Another approach to overcome rigid venous stenosis is the use of cutting balloons. Cutting balloons were designed primarily for use in coronary artery angioplasty and have been used to control neointimal growth after balloon angioplasty by generating planned dissection to reduce the rate of restenosis. Especially in hemodialysis fistulas and grafts, cutting balloon angioplasty has been successfully studied. Several authors could show that the effect of reduced neointimal proliferation after cutting balloon angioplasty compared to standard angioplasty is also valid for arterialized veins in hemodialysis fistulas. Another positive side effect which was observed in cutting balloon angioplasty of hemodialysis veins was the reduced periprocedural pain (Peregrin JH et al. Results of a peripheral cutting balloon prospective multicenter European registry in hemodialysis vascular access. Cardiovasc Intervent Radiol 2007; 30: 212 – 215).
However, as the blades of the cutting balloon were originally designed for coronary arteries, rupture of the thinner venous wall can occur. Also, the available sizes of the cutting balloon are not appropriate for central venous stenosis in hemodialysis access or for iliofemoral veins. This was the rationale behind the engineering of an alternative approach of a scoring balloon for angioplasty of stenosed veins in hemodialysis access. The promising first results with reduced pain during dilation in hemodialysis access brought us to the idea that this balloon might help us also to reduce pain during other venous interventions.
In the ten patients we studied, the mean pressure needed to open up venous stenosis was 5.2 atm.

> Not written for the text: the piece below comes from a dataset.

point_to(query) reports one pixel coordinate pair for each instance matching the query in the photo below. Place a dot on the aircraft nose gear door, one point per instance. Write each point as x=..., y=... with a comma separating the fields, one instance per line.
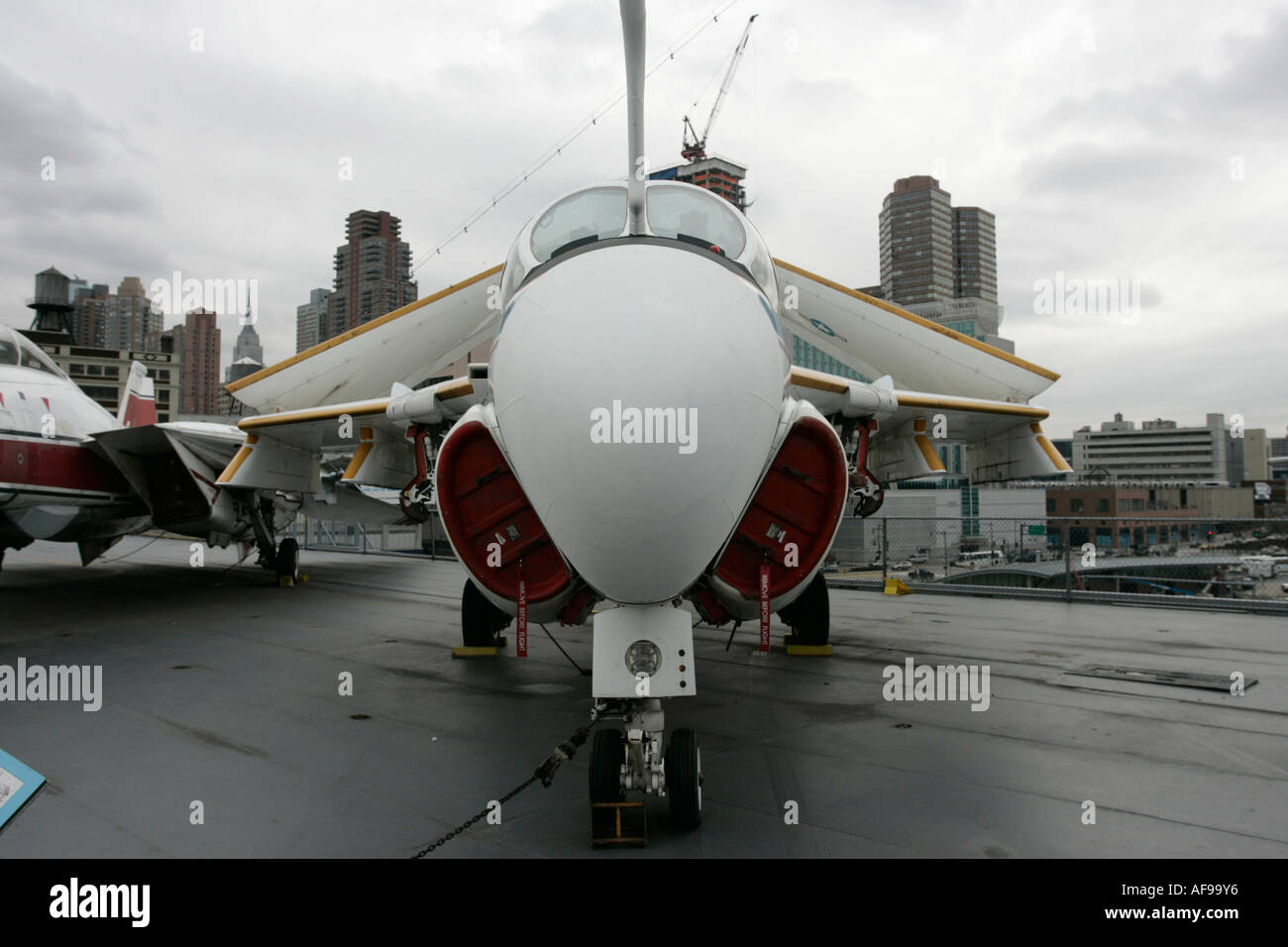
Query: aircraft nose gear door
x=866, y=489
x=417, y=497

To date, no reference pressure values have been published for the dilatation of iliofemoral venous occlusions. In our own experience, we can report that in most of the cases with standard balloons pressure above 15 atm is needed for dilation. This corresponds with the recommendation to use dedicated high-pressure balloons. The ability to open up venous stenosis with a low inflation pressure is the most likely explanation for why we could perform our interventions without specific pain medication or general anesthesia.
Although the purpose of this study was not to test patency, the lack of high inflation pressure during dilation may be a way to improve long-term patency due to less vessel wall trauma and less consecutive intimal hyperplasia. This theory should be tested in a larger study with long-term follow-up.

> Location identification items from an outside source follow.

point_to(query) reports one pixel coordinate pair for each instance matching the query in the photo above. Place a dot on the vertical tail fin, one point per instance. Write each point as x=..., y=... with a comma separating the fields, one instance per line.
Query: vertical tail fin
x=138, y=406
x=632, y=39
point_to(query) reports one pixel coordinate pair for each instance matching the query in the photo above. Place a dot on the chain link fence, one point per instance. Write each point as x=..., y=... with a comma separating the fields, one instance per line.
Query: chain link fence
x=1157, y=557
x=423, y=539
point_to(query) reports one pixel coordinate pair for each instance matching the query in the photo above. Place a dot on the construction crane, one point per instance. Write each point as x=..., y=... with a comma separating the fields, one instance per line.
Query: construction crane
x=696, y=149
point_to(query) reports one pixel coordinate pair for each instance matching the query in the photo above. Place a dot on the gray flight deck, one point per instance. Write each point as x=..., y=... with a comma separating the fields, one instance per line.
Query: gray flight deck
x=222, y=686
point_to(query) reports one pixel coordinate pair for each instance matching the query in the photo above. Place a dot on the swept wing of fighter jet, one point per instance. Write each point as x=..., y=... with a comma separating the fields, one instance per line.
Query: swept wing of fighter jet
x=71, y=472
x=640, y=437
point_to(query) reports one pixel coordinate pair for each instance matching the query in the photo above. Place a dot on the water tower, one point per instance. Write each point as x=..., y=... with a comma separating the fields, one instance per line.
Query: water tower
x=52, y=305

In conclusion, we could show that iliofemoral vein recanalization in patients with chronic occlusion is feasible and safe with the use of the studied scoring balloon. The periprocedural pain could be reduced so far that no specific pain medication or general anesthesia is required. The complete intervention can be carried out under local anesthesia.
Conflict of Interest
C. Hohl: Consulting and honorarium: Cook Medical. A. Bro: Employee: Cook Medical.